A Pausanias Reader in Progress

An ongoing retranslation of the Greek text of Pausanias, with ongoing annotations, primarily by Gregory Nagy from 2014 to 2022, and continued since 2022 by Nagy together with an intergenerational team. Based on an original translation by W. H. S. Jones, 1918 (Scroll 2 with H. A. Ormerod), containing some of the footnotes added by Jones. Editors: Keith DeStone, Elizabeth Gipson, Charles Pletcher Editor Emerita: Angelia Hanhardt Web Producer: Noel Spencer Consultant for images: Jill Curry Robbins To cite this work, use the following persistent identifier: http://nrs.harvard.edu/urn-3:hlnc.prim-src:A_Pausanias_Reader_in_Progress.2018-.

urn:cts:greekLit:tlg0525.tlg001.aprip-en


6.13.1 The statue of Astylos of Kroton is the work of Pythagoras; this athlete won three successive victories at Olympia, in the short race and in the double race. But because on the two latter occasions he proclaimed himself a Syracusan, in order to please Hieron, the son of Deinomenes, the people of Kroton for this condemned his house to be a prison, and pulled down his statue set up by the temple of Lacinian Hērā.

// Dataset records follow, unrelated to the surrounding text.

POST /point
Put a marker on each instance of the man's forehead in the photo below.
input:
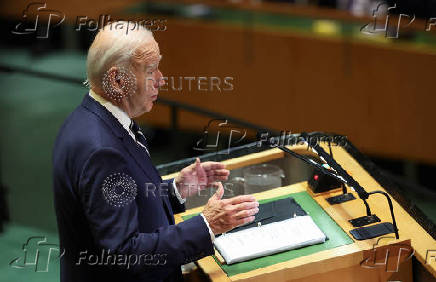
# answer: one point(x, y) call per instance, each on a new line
point(153, 63)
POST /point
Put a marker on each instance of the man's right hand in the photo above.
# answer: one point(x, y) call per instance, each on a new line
point(225, 214)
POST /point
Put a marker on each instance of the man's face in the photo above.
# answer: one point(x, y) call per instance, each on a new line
point(148, 79)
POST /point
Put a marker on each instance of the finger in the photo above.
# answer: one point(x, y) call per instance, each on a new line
point(218, 172)
point(245, 206)
point(244, 220)
point(213, 165)
point(241, 199)
point(201, 174)
point(212, 179)
point(246, 213)
point(220, 192)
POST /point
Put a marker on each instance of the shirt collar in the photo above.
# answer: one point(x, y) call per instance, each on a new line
point(119, 114)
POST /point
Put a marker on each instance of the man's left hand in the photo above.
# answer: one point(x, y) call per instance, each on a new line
point(198, 176)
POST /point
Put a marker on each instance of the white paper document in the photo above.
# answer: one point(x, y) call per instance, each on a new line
point(268, 239)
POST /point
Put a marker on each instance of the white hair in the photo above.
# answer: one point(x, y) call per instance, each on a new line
point(114, 45)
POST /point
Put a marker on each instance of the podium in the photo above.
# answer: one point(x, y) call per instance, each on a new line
point(379, 259)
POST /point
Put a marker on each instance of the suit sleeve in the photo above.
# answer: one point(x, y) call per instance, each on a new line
point(175, 202)
point(113, 217)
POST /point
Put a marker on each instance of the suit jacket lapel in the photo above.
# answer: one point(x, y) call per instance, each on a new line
point(137, 153)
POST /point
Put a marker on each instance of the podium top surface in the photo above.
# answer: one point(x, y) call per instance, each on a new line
point(423, 243)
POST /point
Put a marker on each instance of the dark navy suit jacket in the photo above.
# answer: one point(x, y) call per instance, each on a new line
point(127, 236)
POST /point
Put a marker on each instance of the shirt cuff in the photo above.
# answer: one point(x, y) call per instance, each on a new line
point(212, 236)
point(176, 191)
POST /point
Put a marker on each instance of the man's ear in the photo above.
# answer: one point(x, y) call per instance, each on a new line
point(118, 83)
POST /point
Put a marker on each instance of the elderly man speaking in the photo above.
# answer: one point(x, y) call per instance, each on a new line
point(114, 212)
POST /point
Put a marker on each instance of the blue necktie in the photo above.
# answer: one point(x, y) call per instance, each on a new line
point(139, 136)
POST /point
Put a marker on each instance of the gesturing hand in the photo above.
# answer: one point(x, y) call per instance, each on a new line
point(224, 215)
point(198, 176)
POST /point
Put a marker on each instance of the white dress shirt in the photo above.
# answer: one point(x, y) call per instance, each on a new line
point(125, 121)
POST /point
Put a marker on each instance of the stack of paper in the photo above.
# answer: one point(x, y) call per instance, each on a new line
point(268, 239)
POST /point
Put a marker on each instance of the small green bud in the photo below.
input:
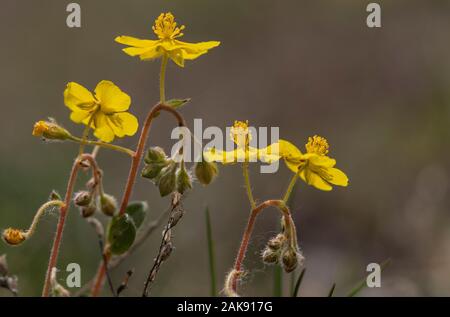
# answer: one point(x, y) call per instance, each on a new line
point(184, 182)
point(108, 204)
point(277, 242)
point(153, 170)
point(167, 180)
point(289, 257)
point(270, 256)
point(50, 130)
point(155, 155)
point(82, 198)
point(88, 210)
point(205, 171)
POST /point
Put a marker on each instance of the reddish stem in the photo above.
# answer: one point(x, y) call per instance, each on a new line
point(136, 159)
point(248, 232)
point(62, 217)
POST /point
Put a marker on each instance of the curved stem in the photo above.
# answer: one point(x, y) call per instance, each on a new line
point(102, 144)
point(132, 177)
point(248, 232)
point(39, 213)
point(290, 188)
point(62, 217)
point(162, 79)
point(248, 185)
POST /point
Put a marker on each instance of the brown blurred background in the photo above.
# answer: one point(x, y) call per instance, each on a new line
point(380, 96)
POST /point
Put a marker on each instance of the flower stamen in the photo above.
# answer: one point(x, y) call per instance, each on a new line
point(317, 145)
point(166, 28)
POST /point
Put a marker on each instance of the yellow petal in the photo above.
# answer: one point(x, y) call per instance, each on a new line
point(338, 177)
point(77, 97)
point(111, 98)
point(79, 116)
point(195, 48)
point(133, 41)
point(123, 123)
point(315, 180)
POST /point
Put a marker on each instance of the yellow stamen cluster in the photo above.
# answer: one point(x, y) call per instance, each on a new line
point(14, 236)
point(240, 133)
point(40, 128)
point(317, 145)
point(166, 28)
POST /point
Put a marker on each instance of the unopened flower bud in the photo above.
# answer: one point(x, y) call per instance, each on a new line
point(82, 198)
point(290, 259)
point(108, 204)
point(270, 256)
point(155, 155)
point(167, 180)
point(153, 170)
point(88, 210)
point(50, 130)
point(205, 171)
point(184, 182)
point(14, 236)
point(166, 251)
point(277, 242)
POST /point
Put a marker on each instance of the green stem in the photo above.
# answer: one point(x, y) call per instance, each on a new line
point(162, 79)
point(290, 188)
point(248, 185)
point(102, 144)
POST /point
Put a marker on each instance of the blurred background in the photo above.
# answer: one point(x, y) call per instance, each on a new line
point(380, 96)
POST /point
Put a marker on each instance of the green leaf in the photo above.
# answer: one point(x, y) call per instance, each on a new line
point(121, 233)
point(363, 283)
point(331, 292)
point(137, 211)
point(299, 282)
point(177, 103)
point(212, 264)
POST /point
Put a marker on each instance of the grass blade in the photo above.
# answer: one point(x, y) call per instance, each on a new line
point(299, 282)
point(211, 259)
point(331, 292)
point(362, 284)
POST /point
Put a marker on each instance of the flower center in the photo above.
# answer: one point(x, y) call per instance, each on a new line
point(318, 145)
point(166, 28)
point(240, 133)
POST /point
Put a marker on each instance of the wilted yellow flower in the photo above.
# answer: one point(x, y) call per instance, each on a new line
point(241, 136)
point(105, 112)
point(314, 167)
point(14, 236)
point(167, 31)
point(50, 130)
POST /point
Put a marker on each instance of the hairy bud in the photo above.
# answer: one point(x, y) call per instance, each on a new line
point(206, 171)
point(82, 198)
point(108, 204)
point(50, 130)
point(14, 236)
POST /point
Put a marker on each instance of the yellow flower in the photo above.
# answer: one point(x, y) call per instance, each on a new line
point(241, 136)
point(314, 167)
point(167, 31)
point(105, 112)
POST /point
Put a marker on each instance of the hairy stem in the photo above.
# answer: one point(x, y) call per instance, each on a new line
point(162, 79)
point(290, 188)
point(62, 216)
point(248, 232)
point(102, 144)
point(248, 185)
point(136, 159)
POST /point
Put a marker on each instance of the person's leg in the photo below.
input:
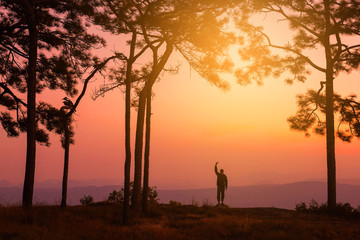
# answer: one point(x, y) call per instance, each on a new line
point(222, 195)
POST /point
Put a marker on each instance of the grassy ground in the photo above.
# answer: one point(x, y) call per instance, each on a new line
point(172, 222)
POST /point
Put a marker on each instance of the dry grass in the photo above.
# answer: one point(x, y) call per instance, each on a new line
point(172, 222)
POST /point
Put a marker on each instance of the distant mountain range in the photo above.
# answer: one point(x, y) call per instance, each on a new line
point(264, 195)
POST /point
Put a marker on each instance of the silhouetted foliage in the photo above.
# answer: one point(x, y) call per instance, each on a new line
point(87, 200)
point(43, 45)
point(325, 25)
point(160, 27)
point(341, 209)
point(118, 196)
point(311, 107)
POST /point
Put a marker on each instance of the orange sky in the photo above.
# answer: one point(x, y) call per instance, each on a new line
point(194, 125)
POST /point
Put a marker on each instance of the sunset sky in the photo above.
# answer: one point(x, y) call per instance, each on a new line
point(194, 125)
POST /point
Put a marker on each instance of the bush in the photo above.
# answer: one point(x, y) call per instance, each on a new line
point(341, 209)
point(87, 200)
point(118, 196)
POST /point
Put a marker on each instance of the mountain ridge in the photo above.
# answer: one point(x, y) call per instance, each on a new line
point(262, 195)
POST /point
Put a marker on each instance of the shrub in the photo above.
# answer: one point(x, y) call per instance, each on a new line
point(341, 209)
point(118, 196)
point(174, 203)
point(87, 200)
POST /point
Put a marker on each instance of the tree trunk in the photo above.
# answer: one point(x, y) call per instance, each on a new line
point(147, 153)
point(135, 201)
point(66, 164)
point(330, 132)
point(127, 164)
point(31, 113)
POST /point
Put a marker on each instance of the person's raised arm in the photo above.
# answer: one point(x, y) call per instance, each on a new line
point(216, 171)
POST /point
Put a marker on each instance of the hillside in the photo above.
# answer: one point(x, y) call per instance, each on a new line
point(270, 195)
point(173, 222)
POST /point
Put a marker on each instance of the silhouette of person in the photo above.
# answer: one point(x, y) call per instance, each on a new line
point(222, 184)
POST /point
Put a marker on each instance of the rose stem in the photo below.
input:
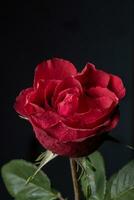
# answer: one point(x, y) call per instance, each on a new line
point(73, 166)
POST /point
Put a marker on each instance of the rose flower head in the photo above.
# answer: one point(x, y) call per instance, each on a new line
point(70, 111)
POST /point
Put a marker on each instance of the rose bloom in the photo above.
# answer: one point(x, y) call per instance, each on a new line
point(70, 111)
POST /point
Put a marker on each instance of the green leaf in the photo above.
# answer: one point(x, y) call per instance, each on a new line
point(42, 160)
point(16, 172)
point(93, 179)
point(121, 185)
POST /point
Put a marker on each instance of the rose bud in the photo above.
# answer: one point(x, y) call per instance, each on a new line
point(71, 111)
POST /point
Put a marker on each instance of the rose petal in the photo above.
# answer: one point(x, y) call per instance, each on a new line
point(68, 83)
point(92, 77)
point(116, 85)
point(64, 133)
point(45, 119)
point(101, 92)
point(68, 106)
point(71, 149)
point(55, 68)
point(22, 100)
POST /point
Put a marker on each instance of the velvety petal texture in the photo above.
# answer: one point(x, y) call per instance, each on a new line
point(71, 111)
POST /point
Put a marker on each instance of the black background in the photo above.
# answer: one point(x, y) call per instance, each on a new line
point(80, 31)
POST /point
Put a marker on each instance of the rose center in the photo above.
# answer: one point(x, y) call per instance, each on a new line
point(68, 105)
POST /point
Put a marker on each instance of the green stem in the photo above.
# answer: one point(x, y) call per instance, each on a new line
point(73, 166)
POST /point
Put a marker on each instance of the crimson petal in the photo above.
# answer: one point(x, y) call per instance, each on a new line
point(55, 68)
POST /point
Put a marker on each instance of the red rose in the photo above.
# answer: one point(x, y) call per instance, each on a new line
point(69, 110)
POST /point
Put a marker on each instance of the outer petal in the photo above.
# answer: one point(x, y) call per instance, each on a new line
point(65, 134)
point(92, 77)
point(71, 149)
point(97, 92)
point(21, 101)
point(55, 68)
point(116, 85)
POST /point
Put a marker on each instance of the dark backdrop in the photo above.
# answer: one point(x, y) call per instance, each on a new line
point(81, 31)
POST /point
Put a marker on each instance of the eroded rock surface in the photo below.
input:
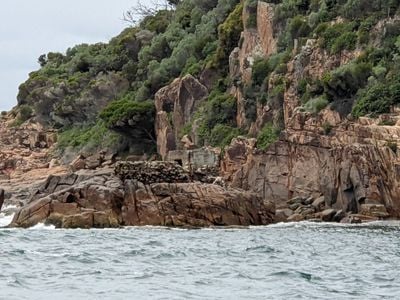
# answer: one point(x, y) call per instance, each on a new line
point(175, 106)
point(108, 198)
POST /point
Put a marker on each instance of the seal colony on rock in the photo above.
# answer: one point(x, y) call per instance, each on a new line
point(141, 193)
point(283, 112)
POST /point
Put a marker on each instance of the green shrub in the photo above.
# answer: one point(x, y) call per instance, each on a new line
point(377, 98)
point(25, 112)
point(345, 81)
point(346, 41)
point(393, 146)
point(228, 37)
point(337, 37)
point(327, 128)
point(94, 136)
point(251, 7)
point(267, 136)
point(125, 109)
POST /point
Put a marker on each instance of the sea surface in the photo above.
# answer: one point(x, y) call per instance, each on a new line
point(283, 261)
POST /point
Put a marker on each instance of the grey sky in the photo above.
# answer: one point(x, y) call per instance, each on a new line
point(29, 28)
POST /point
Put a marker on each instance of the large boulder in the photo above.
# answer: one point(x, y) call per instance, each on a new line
point(175, 106)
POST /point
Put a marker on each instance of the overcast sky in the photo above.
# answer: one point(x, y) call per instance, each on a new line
point(29, 28)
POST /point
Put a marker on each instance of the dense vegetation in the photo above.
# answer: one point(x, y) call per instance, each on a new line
point(107, 88)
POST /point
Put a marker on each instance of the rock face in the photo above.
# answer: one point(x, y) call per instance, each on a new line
point(346, 175)
point(175, 106)
point(103, 199)
point(25, 154)
point(1, 198)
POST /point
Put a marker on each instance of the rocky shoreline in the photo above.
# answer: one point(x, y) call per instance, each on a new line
point(163, 194)
point(110, 198)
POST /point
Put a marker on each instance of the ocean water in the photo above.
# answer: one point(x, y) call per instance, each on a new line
point(284, 261)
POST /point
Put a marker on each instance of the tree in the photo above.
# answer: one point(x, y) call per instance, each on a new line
point(42, 60)
point(139, 12)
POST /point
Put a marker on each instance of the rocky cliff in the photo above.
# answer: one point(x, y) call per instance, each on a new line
point(313, 86)
point(140, 194)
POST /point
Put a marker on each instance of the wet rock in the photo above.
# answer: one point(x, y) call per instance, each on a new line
point(295, 218)
point(105, 199)
point(1, 198)
point(281, 215)
point(374, 210)
point(83, 220)
point(319, 203)
point(327, 215)
point(78, 163)
point(339, 216)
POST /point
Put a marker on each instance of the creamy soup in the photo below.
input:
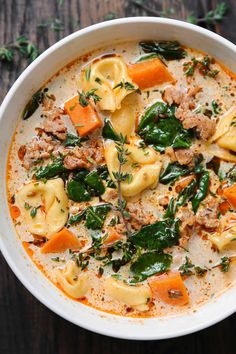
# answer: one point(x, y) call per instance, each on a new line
point(122, 179)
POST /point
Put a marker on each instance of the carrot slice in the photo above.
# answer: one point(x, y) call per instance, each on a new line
point(149, 73)
point(15, 212)
point(224, 207)
point(85, 119)
point(170, 289)
point(183, 182)
point(61, 241)
point(230, 194)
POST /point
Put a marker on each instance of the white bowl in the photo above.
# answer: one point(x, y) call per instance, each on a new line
point(30, 80)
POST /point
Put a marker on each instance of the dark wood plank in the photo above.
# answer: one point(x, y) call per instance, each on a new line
point(26, 326)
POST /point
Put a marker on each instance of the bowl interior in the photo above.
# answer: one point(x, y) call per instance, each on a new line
point(33, 77)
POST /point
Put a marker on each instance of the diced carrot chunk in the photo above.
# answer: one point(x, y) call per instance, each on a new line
point(170, 289)
point(85, 119)
point(230, 194)
point(224, 207)
point(61, 241)
point(149, 73)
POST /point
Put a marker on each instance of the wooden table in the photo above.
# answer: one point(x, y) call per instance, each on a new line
point(26, 326)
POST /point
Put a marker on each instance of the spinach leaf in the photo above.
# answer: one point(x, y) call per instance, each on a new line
point(127, 249)
point(172, 172)
point(77, 191)
point(52, 170)
point(77, 218)
point(201, 191)
point(160, 128)
point(150, 263)
point(169, 50)
point(157, 236)
point(147, 57)
point(108, 132)
point(33, 104)
point(72, 140)
point(231, 175)
point(171, 209)
point(96, 215)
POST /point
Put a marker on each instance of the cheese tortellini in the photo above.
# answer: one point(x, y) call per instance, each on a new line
point(142, 167)
point(44, 206)
point(225, 137)
point(72, 281)
point(105, 75)
point(223, 239)
point(135, 296)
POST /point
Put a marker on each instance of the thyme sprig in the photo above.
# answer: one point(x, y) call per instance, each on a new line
point(122, 153)
point(84, 97)
point(210, 18)
point(21, 45)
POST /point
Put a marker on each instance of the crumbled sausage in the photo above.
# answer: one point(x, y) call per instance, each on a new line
point(207, 216)
point(164, 201)
point(40, 147)
point(172, 95)
point(184, 156)
point(190, 119)
point(85, 156)
point(187, 219)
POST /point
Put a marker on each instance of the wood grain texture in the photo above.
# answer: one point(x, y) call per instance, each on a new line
point(26, 326)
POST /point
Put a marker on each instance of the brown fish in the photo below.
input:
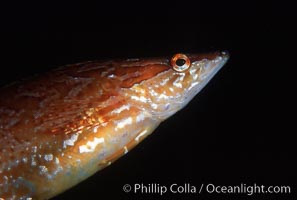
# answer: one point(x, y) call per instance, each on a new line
point(61, 127)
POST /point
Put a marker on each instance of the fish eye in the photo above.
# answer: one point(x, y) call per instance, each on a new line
point(180, 62)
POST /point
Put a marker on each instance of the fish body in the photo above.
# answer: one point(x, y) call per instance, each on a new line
point(61, 127)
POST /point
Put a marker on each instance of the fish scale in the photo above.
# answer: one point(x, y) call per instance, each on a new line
point(59, 128)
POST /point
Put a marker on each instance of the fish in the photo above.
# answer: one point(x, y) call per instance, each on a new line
point(60, 127)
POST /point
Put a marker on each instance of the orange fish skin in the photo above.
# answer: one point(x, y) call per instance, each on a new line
point(59, 128)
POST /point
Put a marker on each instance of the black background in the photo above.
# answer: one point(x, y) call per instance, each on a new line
point(241, 128)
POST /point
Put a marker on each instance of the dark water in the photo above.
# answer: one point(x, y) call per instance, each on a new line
point(240, 129)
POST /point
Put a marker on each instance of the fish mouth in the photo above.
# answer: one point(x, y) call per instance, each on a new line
point(209, 56)
point(210, 64)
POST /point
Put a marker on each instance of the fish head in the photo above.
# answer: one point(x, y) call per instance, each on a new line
point(173, 82)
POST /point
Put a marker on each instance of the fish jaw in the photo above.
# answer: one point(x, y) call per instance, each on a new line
point(77, 120)
point(170, 91)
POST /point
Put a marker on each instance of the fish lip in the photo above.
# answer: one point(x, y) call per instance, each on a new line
point(209, 56)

6.13.2 There is also set up in Olympia a slab recording the victories of Khionis the Lacedaemonian. They show simplicity who have supposed that Khionis himself dedicated the slab, and not the Lacedaemonian people. Let us assume that, as the slab says, the race in armor had not yet been introduced; how could Khionis know whether the Eleians would at some future time add it to the list of events? But those are simpler still who say that the statue standing by the slab is a portrait of Khionis, it being the work of the Athenian Myron.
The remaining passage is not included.